Gracy Howard wrote a fascinating piece at the American Conservative about China’s new “Great Leap”:
Chinese lawmakers will meet Wednesday to consider giant urbanization plans for the country, as the Standing Committee of China’s National People’s Congress is apparently planning to create a city of 260 million people in hopes of spurring economic growth and consumption.
Yesterday, Forbes contributor Gordon G. Chang reported on China’s giant urbanization plan, calling it a “1950s-style experiment.” He says the government plans a massive forced migration to the cities, moving “250 million people from farm to city in the next dozen years.” They want 70 percent of the Chinese population – approximately 900 million – to live in cities by 2025.
To produce urban space for millions of domestic refugees, the Chinese government will create “20 new cities in each of the next 20 years.” Ah, the behavior of totalitarians-turned-authoritarians. Brutally violent cycles of boom and bust, but hey, at least it’ll stimulate economic growth.
That’s the reason China is forcing a majority of its population to move into cities: They’re not consuming enough. They’re clinging to their hoes and food crops. Too many Chinese subjects produce their own goods.
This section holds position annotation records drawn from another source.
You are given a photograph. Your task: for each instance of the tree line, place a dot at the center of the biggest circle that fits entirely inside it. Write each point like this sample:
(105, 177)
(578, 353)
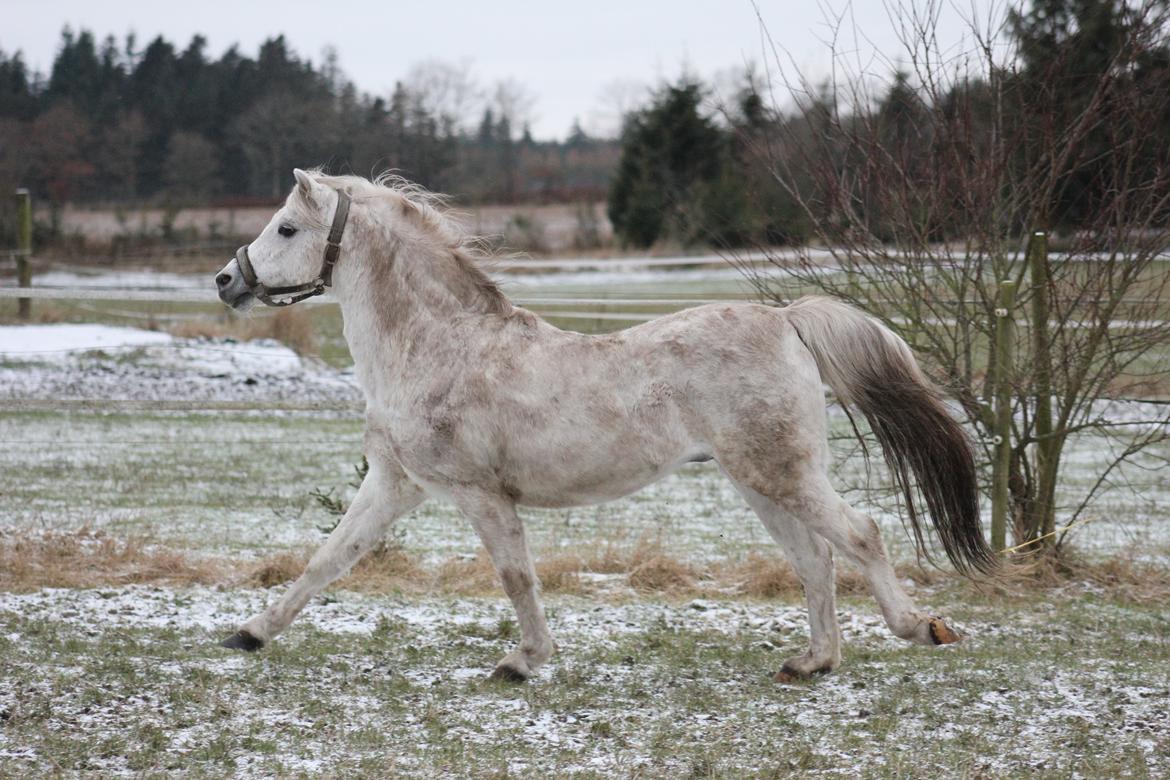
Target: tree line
(1087, 77)
(116, 122)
Time to force them to buy more for the good of the people!
Such is the logic of hyper-stimulant authoritarians.
The essential problem here is the fact that a city of 260 million people is completely unsustainable. As businesses and the Chinese Community Party cooperate to build factories and gargantuan infrastructures in rural regions, bulldozing villages in the process, two grim options present themselves: death and impoverishment, or the long-term deterioration of these new cities into dying husks when the Chinese economy ceases its phenomenal growth.
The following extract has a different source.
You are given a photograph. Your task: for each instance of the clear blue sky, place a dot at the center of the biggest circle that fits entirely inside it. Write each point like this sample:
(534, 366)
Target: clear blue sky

To see the results of the second option, just look west: Russia displays this rather ominously in the east coast region of Primorye and its major city, Vladivostok.
After the fall of the Soviet Union, Vladiviostok, base of the Pacific Fleet, along with the entire region itself, struggled through liberal modernization as the central government in Moscow cut defense spending dramatically. A city originally insulated from tourists because of its military secrets opened, while Primorye’s population decreased by 352,000 people over the course of 20 years.
Young people fled the area, industry collapsed, and a 2012 poll “showed 40 percent of the region’s people are looking to pack their luggage and leave.”
Over the past five years, the Russians invested over $20 billion to develop infrastructure there in preparation for last year’s Asia-Pacific Economic Cooperation (APEC) summit. Because of Moscow’s distance—4,000 miles—and the region's shared border with China, Primorye is increasingly Chinese, as the country’s firms have created special economic zones there to invest in natural resources. In fact, in 2011, those companies invested over $3 billion, three times the amount that Moscow allocated.
When governments intentionally create new cities with public subsidies, the reality of market incentives and economic decline eventually intervene. The Chinese cannot grow forever; I wonder what will occur when their population starts decreasing by 20 million every five years in 2050. As Jonathan Last writes in his latest book, the world’s most highly populated nation may become “a declining superpower with a rapidly contracting economic base and an unstable political structure.”
Granted, these cities will be close to Beijing; Vladivostok essentially belongs to Asia, while St. Petersburg and Moscow are European cities. Yet, based on the proximity of these nations and their shared modern histories, it is still a future worth fearing.